Proposal to make the unicode list more transparent! (Sender: Jens

From: Doug Ewell (dewell@compuserve.com)
Date: Wed Jul 12 2000 - 09:53:20 EDT


Jens Siebert <jes@stardivision.de> wrote:

> However, because of the tremendous amount of mails
> I would like to suggest splitting the list into
> various lists, divided by main-topics.
>
> These could be sorted by „groups of languages“,
> such as CJK(+V) and other groups.
> Another sector could be „technical issues“, such
> as encoding-related mails, statements about
> programm-code source-samples etc. !

I cannot speak for the list adminstrators, but I am on about four
mailing lists, and almost every list gets a request like this from time
to time.
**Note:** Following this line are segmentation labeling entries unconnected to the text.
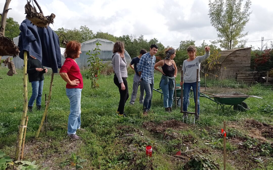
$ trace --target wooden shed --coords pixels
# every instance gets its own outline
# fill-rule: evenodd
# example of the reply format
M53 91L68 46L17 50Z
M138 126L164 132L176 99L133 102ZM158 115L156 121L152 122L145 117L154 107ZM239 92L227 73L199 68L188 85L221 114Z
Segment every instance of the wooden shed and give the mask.
M251 47L221 51L219 52L219 63L215 67L221 74L235 77L237 72L250 71L251 52Z

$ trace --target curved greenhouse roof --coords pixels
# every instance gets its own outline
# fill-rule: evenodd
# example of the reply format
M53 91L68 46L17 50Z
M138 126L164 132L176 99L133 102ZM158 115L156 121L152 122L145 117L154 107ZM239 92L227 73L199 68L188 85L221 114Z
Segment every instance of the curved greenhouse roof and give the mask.
M82 54L80 55L80 58L76 60L80 67L87 66L87 58L89 56L86 54L86 53L90 50L90 53L93 54L93 50L96 47L96 43L98 42L102 45L99 47L101 50L99 51L100 54L99 55L99 57L103 61L111 62L113 55L112 51L115 43L107 39L96 38L87 41L81 44ZM132 60L126 50L124 55L127 64L129 64Z

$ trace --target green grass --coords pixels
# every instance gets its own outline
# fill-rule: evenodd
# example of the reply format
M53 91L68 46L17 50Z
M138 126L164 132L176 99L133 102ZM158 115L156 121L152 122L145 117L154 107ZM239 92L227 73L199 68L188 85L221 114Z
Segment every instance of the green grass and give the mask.
M14 156L16 137L23 110L22 70L17 70L18 74L10 77L7 75L8 69L3 67L0 69L0 150L12 157ZM82 72L84 75L85 71ZM127 78L129 93L132 91L133 72L130 72ZM38 128L43 112L34 109L28 113L29 122L26 137L24 160L36 160L39 169L66 169L73 168L69 166L61 167L62 162L68 160L72 153L87 161L81 164L83 169L183 169L186 160L174 157L172 155L179 150L184 152L186 146L179 139L170 138L163 138L164 135L149 130L143 125L144 122L152 121L161 124L162 121L183 119L180 108L173 107L171 113L165 112L161 94L154 91L152 112L144 117L142 114L142 106L138 103L139 92L136 102L133 106L126 103L125 112L127 116L121 118L115 112L118 106L119 94L117 87L113 81L113 75L103 75L99 80L100 88L91 89L90 82L84 78L84 88L82 93L81 127L86 130L77 134L82 139L72 141L66 136L67 121L69 113L69 101L65 94L66 83L58 74L55 74L52 89L52 96L48 112L49 130L47 136L41 133L37 140L34 137ZM159 88L161 75L155 75L155 88ZM178 83L180 77L176 80ZM43 96L49 93L51 73L45 76ZM201 81L201 86L204 81ZM222 128L222 122L243 122L247 119L272 124L272 113L262 111L262 106L272 104L273 92L270 87L261 85L248 86L236 83L233 80L223 81L207 80L208 92L217 93L237 91L249 95L263 98L259 99L250 98L245 101L251 109L246 112L228 110L223 112L216 109L217 104L204 97L200 98L200 120L192 128L166 129L169 134L174 134L183 140L188 141L193 145L189 149L198 146L207 157L215 160L223 168L222 148L215 148L205 144L212 139L221 137L219 131ZM31 95L31 84L28 84L28 98ZM44 97L42 98L42 106L44 108ZM191 104L188 111L194 112L193 98L190 99ZM272 105L271 105L272 106ZM273 107L273 106L272 106ZM248 137L247 129L245 131L233 129L233 134ZM126 137L124 134L133 134L134 136ZM271 142L272 139L266 138ZM265 169L272 167L272 157L263 156L263 163L255 162L248 155L241 152L238 144L229 141L228 144L227 169ZM230 140L232 140L231 139ZM151 144L153 146L153 156L145 156L145 146ZM235 151L239 150L239 154ZM250 155L257 157L257 151L244 150ZM248 159L247 163L242 162L239 158Z

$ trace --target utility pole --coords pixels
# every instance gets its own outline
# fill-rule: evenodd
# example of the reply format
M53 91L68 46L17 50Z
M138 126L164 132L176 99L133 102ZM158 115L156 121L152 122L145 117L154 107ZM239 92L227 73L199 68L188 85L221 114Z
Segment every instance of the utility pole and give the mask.
M263 51L263 40L264 37L262 37L262 44L261 46L261 51Z

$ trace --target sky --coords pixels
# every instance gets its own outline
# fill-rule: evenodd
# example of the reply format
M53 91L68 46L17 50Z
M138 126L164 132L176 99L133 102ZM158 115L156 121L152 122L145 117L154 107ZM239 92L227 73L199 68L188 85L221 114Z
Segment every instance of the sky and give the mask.
M177 47L182 41L192 40L195 45L207 44L217 39L211 26L208 0L37 0L45 16L56 15L53 29L79 29L86 25L93 32L108 32L115 36L141 35L149 40L155 38L166 47ZM3 9L5 0L0 0ZM260 48L270 45L273 39L273 1L252 0L252 11L244 33L247 47ZM26 1L11 0L8 17L20 24L24 19ZM243 4L244 4L243 2ZM38 9L38 8L36 8ZM219 46L218 47L219 47Z

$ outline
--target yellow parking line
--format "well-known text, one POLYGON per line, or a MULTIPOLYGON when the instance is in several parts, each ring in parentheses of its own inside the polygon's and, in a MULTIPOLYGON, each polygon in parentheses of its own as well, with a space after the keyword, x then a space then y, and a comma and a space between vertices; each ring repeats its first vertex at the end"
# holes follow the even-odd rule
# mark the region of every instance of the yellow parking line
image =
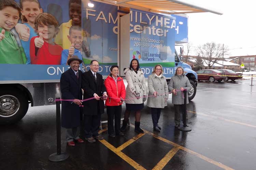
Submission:
POLYGON ((198 115, 202 115, 205 116, 211 117, 212 118, 217 118, 217 119, 219 119, 225 120, 225 121, 227 121, 228 122, 232 122, 232 123, 237 123, 238 124, 240 124, 242 125, 244 125, 245 126, 247 126, 256 128, 256 126, 255 126, 254 125, 252 125, 251 124, 248 124, 248 123, 242 123, 241 122, 238 122, 237 121, 234 121, 233 120, 230 120, 226 119, 224 119, 224 118, 223 118, 220 117, 218 117, 218 116, 212 116, 212 115, 207 115, 206 114, 204 114, 203 113, 200 113, 198 112, 194 112, 193 111, 188 111, 187 112, 190 112, 190 113, 194 113, 195 114, 198 114, 198 115))
POLYGON ((99 140, 99 141, 136 169, 146 170, 146 169, 141 165, 135 162, 125 154, 117 150, 113 145, 106 141, 105 140, 99 140))
POLYGON ((226 165, 225 165, 223 164, 222 164, 221 163, 218 163, 218 162, 215 161, 215 160, 213 160, 213 159, 210 159, 202 155, 201 155, 198 153, 197 153, 189 149, 187 149, 186 148, 184 148, 183 147, 182 147, 180 145, 179 145, 176 143, 174 143, 171 141, 170 141, 170 140, 169 140, 166 139, 165 139, 164 138, 162 138, 162 137, 160 137, 156 135, 153 133, 152 133, 147 131, 146 131, 146 130, 144 130, 143 129, 143 130, 144 131, 144 132, 145 132, 146 133, 153 136, 154 137, 157 139, 158 139, 162 141, 163 141, 166 143, 169 143, 169 144, 171 144, 172 145, 173 145, 173 146, 174 146, 174 147, 177 147, 180 149, 181 149, 182 150, 183 150, 183 151, 187 152, 188 152, 191 154, 193 154, 197 156, 198 157, 199 157, 201 158, 201 159, 204 160, 205 160, 210 163, 211 163, 211 164, 213 164, 215 165, 216 165, 216 166, 218 166, 220 168, 223 168, 224 169, 226 169, 227 170, 234 170, 233 169, 231 168, 230 168, 227 166, 226 166, 226 165))
POLYGON ((160 170, 162 169, 179 149, 180 148, 177 147, 175 147, 171 149, 154 167, 152 170, 160 170))
POLYGON ((145 135, 145 134, 144 133, 139 133, 139 134, 138 134, 136 136, 133 137, 131 139, 129 140, 128 141, 127 141, 122 145, 120 146, 119 147, 116 148, 116 149, 118 150, 119 151, 121 151, 124 149, 125 149, 125 148, 126 148, 127 146, 129 146, 130 144, 131 144, 131 143, 132 143, 134 141, 136 141, 138 139, 139 139, 142 136, 143 136, 144 135, 145 135))

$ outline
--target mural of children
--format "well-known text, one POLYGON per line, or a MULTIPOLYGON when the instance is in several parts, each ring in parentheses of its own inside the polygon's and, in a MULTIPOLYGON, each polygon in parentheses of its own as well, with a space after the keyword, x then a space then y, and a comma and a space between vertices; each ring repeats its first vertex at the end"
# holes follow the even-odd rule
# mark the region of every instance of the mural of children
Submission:
POLYGON ((60 65, 63 49, 53 41, 59 30, 58 21, 50 14, 43 13, 35 18, 34 24, 35 31, 39 36, 30 41, 31 64, 60 65))
POLYGON ((15 27, 27 57, 27 64, 30 64, 30 43, 32 37, 37 35, 34 30, 36 17, 43 12, 37 0, 20 0, 22 22, 15 27))
POLYGON ((56 35, 55 41, 61 45, 63 49, 69 49, 71 43, 67 36, 69 35, 69 29, 72 26, 81 27, 82 3, 81 0, 70 0, 69 3, 69 17, 70 20, 60 26, 60 31, 56 35))
POLYGON ((82 53, 83 37, 81 27, 77 26, 71 27, 68 38, 71 45, 68 49, 63 50, 62 51, 60 61, 60 64, 62 65, 68 65, 67 61, 74 55, 77 56, 80 60, 83 60, 82 53))
MULTIPOLYGON (((71 46, 68 49, 63 50, 61 53, 61 60, 60 64, 68 65, 67 61, 73 55, 76 55, 80 59, 83 60, 83 58, 89 57, 90 55, 89 49, 83 48, 83 44, 87 43, 86 37, 83 37, 82 35, 86 35, 82 29, 78 26, 73 26, 69 29, 69 35, 68 38, 70 41, 71 46), (85 51, 85 50, 86 50, 85 51)), ((80 68, 82 68, 82 63, 80 64, 80 68)))
POLYGON ((0 1, 0 63, 23 64, 23 57, 13 34, 10 31, 18 21, 20 9, 13 0, 0 1))

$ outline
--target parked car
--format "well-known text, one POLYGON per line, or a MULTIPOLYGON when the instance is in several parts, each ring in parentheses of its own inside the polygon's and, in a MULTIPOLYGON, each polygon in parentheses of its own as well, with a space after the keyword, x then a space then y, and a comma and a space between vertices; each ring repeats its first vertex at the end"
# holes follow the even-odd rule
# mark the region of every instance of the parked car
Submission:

It seems at first glance to be a worthy goal.

The problem is that topics and people naturally stray, and what starts
as a discussion about one Unicode-related topic ends up being about a
totally different one, or even something completely unrelated to
Unicode. Recently a discussion about how Japanese furigana should be
encoded in Unicode mutated into a discussion about the history of
control codes. This is called "topic drift," and it is not necessarily
bad, but it is usually difficult to control and would be much more so
if there were separate lists for CJK issues, Arabic issues, font issues,
technology (fonts/browsers/terminals), etc.

There is already a separate list called "unicore" where members discuss
proposals for new characters and scripts and other nuts-and-bolts
issues. (BTW, how can I join that list? Is it for Unicode members
only?)

> I put this idea here, because personally I only
> read unicode-list-mails related to CJK and technical
> issues. I believe many of you may face the same
> problem, and would like to receive only certain mails
> related to specialized topics.

The best solution is to scan the "Subject" line of messages and to use
your "delete" button on messages you don't care about. I know this
sounds flippant every time someone says it, but experience shows it is
really the best way. We can help by changing the "Subject" line of a
thread to reflect that the underlying topic has changed.